One thing I just realised is I need to be able to tell infer to ignore the HXL tags (on the row after the headers) although it seemed to do a reasonable job in any case

roll commented 6 years ago

Wow. That's great

mcarans commented 6 years ago

Thanks. I am trying to think how we could make Frictionless tools HXL aware. What I mean is simply in handling the second header row containing the HXL tags - not treating the tags as data eg. when validating a column, inferring column type etc. This will enable us to use the Frictionless tools on datasets converted to datapackages broadly as I have done above. What do you think?

roll commented 6 years ago

@mcarans On table level we support skip_rows argument.
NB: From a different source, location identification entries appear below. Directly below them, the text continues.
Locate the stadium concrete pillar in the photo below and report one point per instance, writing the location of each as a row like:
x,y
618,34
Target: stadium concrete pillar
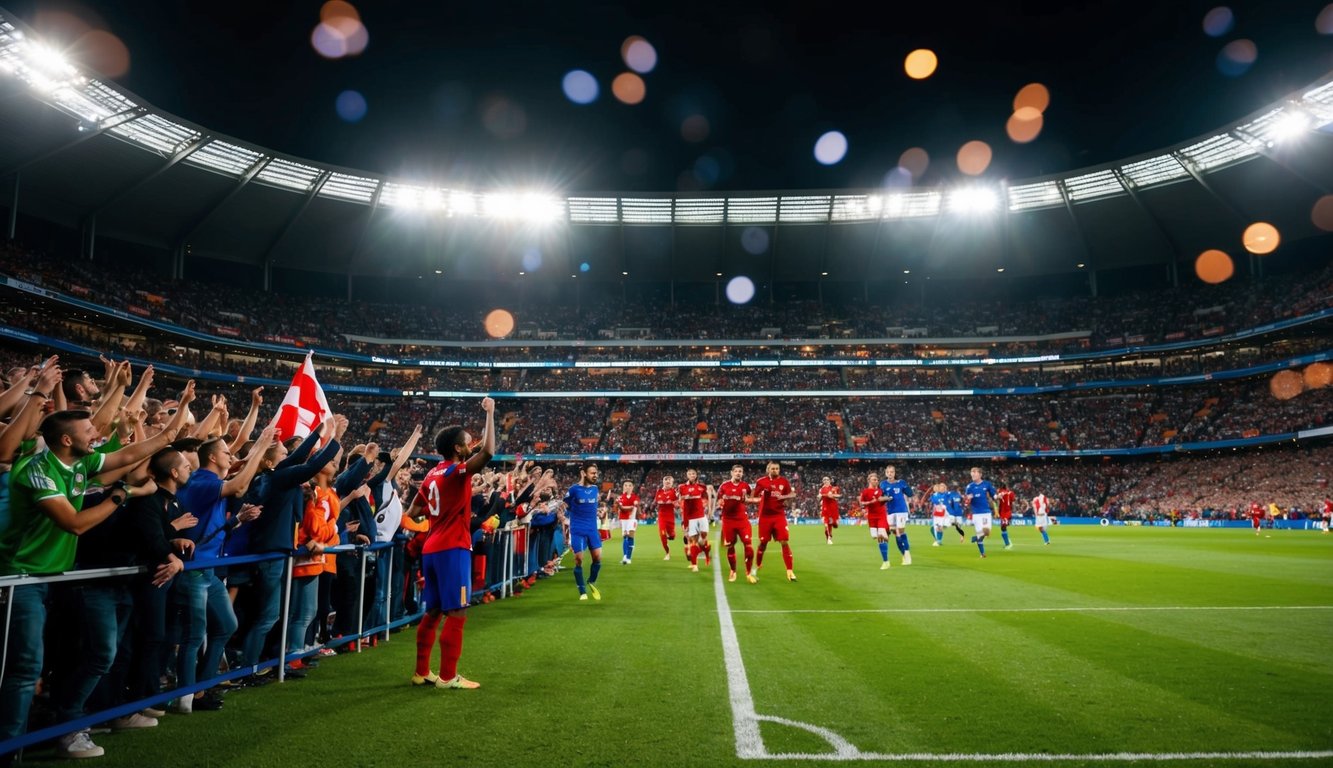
x,y
13,207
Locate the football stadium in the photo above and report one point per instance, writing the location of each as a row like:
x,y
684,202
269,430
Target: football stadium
x,y
608,384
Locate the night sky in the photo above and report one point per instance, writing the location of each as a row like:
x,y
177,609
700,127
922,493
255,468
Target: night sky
x,y
468,95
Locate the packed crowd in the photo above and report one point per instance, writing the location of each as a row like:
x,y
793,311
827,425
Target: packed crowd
x,y
1144,316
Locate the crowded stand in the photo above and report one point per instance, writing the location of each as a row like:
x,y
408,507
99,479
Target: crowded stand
x,y
1143,318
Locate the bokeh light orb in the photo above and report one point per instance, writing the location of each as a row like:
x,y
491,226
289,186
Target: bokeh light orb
x,y
973,158
1219,22
915,162
1215,267
755,240
1317,375
920,64
1287,384
580,87
1035,96
1236,58
351,106
740,290
1024,126
499,323
639,55
628,88
1323,214
831,148
1261,238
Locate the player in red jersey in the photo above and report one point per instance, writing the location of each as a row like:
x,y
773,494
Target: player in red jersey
x,y
1004,508
693,496
733,495
876,515
445,499
627,507
667,500
771,494
829,494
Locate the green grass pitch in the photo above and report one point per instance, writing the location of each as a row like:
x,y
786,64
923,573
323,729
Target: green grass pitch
x,y
1111,640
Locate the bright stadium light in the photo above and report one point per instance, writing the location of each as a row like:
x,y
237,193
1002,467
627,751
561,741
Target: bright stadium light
x,y
973,200
1291,126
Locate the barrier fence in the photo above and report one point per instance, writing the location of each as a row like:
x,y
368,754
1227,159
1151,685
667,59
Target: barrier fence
x,y
507,563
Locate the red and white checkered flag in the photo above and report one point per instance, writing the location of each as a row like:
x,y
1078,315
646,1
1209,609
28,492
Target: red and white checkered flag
x,y
304,404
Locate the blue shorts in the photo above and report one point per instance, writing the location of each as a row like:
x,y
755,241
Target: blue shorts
x,y
580,540
448,579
So we could use it like this to skip second row of a data source:

table = Table(data, schema=schmea, skip_rows=[2])

It's not a part of the Data Package standard for now but as a concrete implementation datapackage-py still could add support for it:

package = Package({'resources': [{'name': 'name', 'path': 'path', 'skipRows': [2]]})

I suppose it will solve HXL tags issue?

mcarans commented 6 years ago

@roll That would be a good place to start.
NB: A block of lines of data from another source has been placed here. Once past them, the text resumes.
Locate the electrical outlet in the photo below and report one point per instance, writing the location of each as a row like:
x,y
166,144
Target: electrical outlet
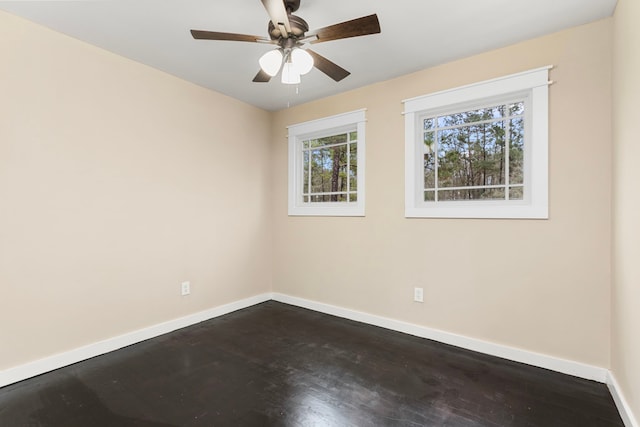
x,y
418,294
185,288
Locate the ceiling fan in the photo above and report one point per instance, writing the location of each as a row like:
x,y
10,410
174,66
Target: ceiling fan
x,y
290,33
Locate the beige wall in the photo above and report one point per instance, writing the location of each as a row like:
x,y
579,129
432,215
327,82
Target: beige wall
x,y
117,182
626,207
539,285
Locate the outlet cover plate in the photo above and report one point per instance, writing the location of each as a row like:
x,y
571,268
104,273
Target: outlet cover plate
x,y
418,294
185,288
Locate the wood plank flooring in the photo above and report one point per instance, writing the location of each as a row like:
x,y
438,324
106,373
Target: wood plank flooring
x,y
278,365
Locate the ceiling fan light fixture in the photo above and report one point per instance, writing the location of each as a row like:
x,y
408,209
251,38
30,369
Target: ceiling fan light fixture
x,y
302,60
290,74
271,61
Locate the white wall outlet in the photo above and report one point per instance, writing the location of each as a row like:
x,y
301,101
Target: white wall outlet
x,y
418,294
185,288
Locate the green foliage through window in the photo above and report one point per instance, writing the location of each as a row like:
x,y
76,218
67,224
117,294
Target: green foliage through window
x,y
330,168
475,155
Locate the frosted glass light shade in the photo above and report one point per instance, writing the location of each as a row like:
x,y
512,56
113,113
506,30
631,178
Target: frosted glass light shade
x,y
290,74
270,62
302,60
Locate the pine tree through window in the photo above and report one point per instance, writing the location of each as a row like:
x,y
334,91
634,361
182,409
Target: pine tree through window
x,y
479,151
326,166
Looking further ahead, I am pondering whether it's possible or worthwhile to make a tighter integration between Package (and Resource in particular) and HXL at least in the concrete implementation, but not sure how easy to plug into existing architecture eg. 'hxlTags': [2] instead of skipRows. But let's just go with what you had in mind for now.

rufuspollock commented 4 years ago

FIXED. Looks like this largely got resolved 😄